Banks are utilized daily and form a vital pillar throughout Canadian society by facilitating essential financial services. Their existence is so ingrained into society that the top six deposit-taking institutions within Canada are declared as “Domestic systemically important bank[s]” by the Office of the Superintendent of Financial Institutions (OSFI) in accordance with the Bank Act, Part X—Capital, Liquidity and Capacity to Absorb Losses.

This post will look at the powers granted by this portion of the Bank Act as explored through in-depth commentary within The 2023 Annotated Bank Act (Thomson Reuters, 2022).

Introduced in 2016, D-SIBs are designated to protect consumers from the damages of large banks collapsing. Part X authorizes the Superintendent to formally designate banks as D-SIBs and lays out a regime for mandating the maintenance of a minimum amount of regulatory capital and debt subject to the bank recapitalization (or “bail-in” conversion) powers. This forms the main purpose of Part X, which allows the Superintendent to carry out a bail-in conversion of a bank which is determined to have ceased—or is about to cease—being viable.

The process of a bail-in conversion permits the Canada Deposit Insurance Corporation (CDIC) to temporarily take ownership of the bank and convert some of the failing debt into common shares, thus recapitalizing the bank. Such a process is undertaken in accordance with a series of other regulations, including the Bank Recapitalization (Bail-in) Insurance Regulations, Bank Recapitalization (Bail-in) Conversion Regulations, and the Compensation Regulations. These regulations are referred to as the “Bail-in Regulations” within The 2023 Annotated Bank Act (Thomson Reuters).

To assist the bail-in regime, D-SIBs are required under the Bank Act to maintain a minimum capacity to absorb losses through additional instruments eligible for conversion under a bail-in conversion’s powers. Commonly referred to as the “Total Loss Absorbing Capacity” (TLAC), this requirement is set out in s. 485(1.1) and determined by order of the Superintendent.

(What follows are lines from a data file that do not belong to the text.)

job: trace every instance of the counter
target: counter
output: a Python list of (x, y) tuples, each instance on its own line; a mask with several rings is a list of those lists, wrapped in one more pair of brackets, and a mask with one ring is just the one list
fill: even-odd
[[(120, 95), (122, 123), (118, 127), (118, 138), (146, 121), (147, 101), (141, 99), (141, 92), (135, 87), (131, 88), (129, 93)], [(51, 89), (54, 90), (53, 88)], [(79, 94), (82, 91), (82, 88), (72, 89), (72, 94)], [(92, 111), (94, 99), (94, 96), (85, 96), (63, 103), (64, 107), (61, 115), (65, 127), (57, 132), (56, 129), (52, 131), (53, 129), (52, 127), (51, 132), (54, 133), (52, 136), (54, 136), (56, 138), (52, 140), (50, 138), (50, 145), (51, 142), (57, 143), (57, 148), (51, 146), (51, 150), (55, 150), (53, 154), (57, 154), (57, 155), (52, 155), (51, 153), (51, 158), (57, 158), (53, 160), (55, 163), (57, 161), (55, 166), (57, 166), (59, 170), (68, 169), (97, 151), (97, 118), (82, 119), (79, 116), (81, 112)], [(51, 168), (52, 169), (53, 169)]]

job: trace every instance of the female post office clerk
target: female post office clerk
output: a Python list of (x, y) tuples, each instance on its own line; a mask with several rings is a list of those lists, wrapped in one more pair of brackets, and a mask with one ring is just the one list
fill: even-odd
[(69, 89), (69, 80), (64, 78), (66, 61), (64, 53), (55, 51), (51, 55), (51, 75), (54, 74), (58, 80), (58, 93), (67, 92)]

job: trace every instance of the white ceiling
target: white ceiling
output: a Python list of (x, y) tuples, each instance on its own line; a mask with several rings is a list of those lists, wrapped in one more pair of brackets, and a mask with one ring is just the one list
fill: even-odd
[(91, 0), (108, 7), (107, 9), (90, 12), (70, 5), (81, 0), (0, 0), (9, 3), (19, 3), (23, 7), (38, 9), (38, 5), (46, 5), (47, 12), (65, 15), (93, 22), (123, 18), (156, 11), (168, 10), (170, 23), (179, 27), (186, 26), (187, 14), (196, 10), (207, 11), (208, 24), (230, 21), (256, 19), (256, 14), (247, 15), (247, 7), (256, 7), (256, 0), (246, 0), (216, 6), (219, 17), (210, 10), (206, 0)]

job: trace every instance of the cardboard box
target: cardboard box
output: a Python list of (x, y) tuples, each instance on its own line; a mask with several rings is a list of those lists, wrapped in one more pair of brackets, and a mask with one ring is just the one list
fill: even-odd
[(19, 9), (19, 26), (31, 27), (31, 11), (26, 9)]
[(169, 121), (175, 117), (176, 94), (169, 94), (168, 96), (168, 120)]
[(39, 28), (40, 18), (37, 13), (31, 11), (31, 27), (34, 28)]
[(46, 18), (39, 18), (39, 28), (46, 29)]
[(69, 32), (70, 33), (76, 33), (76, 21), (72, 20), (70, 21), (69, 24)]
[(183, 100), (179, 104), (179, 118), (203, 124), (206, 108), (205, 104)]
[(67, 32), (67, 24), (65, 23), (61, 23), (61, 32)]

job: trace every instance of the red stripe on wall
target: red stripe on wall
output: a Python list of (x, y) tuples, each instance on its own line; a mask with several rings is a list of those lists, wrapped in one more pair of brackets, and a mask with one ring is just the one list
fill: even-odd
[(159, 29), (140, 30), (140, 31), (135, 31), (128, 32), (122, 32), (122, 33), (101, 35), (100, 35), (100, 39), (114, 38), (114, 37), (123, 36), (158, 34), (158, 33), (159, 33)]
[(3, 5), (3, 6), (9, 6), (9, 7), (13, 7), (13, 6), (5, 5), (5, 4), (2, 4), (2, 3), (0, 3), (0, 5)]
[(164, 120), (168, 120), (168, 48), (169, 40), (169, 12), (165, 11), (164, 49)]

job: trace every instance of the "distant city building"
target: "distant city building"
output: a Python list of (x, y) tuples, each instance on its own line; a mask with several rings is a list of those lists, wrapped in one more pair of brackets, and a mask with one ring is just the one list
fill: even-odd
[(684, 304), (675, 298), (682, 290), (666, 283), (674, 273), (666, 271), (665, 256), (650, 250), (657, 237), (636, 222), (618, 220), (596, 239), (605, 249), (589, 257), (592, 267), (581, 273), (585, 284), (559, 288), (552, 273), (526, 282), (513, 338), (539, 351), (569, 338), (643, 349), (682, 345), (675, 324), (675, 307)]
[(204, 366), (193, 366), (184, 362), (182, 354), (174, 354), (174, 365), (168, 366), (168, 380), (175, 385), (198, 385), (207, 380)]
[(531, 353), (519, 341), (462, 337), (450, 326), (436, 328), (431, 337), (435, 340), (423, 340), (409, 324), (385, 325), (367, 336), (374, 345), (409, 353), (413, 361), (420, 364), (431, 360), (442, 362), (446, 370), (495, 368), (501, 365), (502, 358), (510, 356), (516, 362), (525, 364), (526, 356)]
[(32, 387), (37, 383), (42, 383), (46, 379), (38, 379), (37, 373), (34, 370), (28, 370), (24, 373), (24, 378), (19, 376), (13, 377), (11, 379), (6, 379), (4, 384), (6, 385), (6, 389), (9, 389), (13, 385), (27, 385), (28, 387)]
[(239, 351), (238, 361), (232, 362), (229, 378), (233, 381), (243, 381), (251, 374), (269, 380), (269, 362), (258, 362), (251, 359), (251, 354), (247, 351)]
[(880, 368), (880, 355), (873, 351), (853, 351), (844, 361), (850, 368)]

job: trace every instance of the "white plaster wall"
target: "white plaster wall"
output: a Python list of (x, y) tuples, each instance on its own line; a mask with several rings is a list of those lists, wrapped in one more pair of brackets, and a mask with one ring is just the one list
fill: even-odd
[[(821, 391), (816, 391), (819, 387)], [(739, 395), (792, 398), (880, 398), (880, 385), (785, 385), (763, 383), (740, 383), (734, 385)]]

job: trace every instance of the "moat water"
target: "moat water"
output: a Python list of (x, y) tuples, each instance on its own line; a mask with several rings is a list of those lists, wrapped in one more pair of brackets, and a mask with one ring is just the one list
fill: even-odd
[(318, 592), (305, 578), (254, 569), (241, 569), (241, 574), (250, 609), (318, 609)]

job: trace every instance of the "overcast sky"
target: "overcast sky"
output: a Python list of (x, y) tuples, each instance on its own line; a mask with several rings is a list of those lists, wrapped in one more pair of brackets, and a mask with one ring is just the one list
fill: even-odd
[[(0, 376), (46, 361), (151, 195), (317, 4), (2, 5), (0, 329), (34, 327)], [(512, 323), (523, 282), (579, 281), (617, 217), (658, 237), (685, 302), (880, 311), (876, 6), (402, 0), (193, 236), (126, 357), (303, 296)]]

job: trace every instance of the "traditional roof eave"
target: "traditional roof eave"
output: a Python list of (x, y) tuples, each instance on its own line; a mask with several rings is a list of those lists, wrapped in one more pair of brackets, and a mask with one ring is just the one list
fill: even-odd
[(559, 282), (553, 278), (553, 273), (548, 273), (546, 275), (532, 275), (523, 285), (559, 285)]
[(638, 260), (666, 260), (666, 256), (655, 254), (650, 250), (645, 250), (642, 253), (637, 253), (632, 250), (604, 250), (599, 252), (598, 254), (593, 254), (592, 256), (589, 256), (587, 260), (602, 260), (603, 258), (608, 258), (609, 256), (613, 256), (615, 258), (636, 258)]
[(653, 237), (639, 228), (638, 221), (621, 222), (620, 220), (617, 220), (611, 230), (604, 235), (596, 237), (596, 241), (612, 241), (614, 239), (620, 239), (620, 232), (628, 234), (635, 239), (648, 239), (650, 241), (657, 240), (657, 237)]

At the conclusion of a bail-in conversion, the CDIC returns the bank to private control. For investors made worse off by CDIC’s actions than if the bank had been liquidated, there is a form of redress available through Compensation Regulations. The process essentially requires the CDIC to make an offer of compensation to relevant shareholders and creditors, and this offer is then reviewed by a third-party assessor appointed by the Governor in Council. The bail-in conversion processes and the regulations surrounding them seek to protect taxpayers by recapitalizing failing banks, or banks that are about to fail, through the timely intervention of the Superintendent and the CDIC. Such intervention is undertaken with the goal of preserving the legal entity and contracts of the bank and is instrumental in preventing large-scale financial disasters.